Sinossi: Un film evento sui quattro ragazzi di Liverpool che hanno conquistato il mondo. Il racconto delle imprese live della band dai primi giorni ai concerti che hanno fatto la storia della musica, dai tempi del Cavern Club di Liverpool fino allo storico Candlestick Park di San Francisco. La storia di come John Lennon, Paul McCartney, George Harrison e Ringo Starr si sono uniti diventando quel fenomeno straordinario che tutti conosciamo come “I Beatles.” Un racconto costituito da preziosi filmati rari e inediti, che esplora il dietro le quinte della band, il modo in cui prendevano le decisioni, creavano la loro musica e costruivano insieme la loro carriera e mostra l’incredibile personalità e lo straordinario dono musicale che caratterizzavano ciascuno di loro.
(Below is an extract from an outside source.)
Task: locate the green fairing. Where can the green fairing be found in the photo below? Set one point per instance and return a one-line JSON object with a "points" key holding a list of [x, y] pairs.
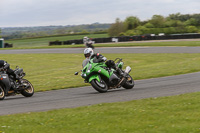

Recensione: Intanto portate i vostri bambini a vedere questo documentario. Capiranno che una volta la Musica esisteva, capiranno che il talento è anche frutto di dolore e sofferenza. Capiranno che è inutile diventare un prodotto televisivo, perchè rimarrai un prodotto televisivo e niente altro. Vedranno il primo concerto rock della storia, davanti a 55.000 persone, un concerto straordinario della perfomance allo Shea Stadium del 15 Agosto 1965.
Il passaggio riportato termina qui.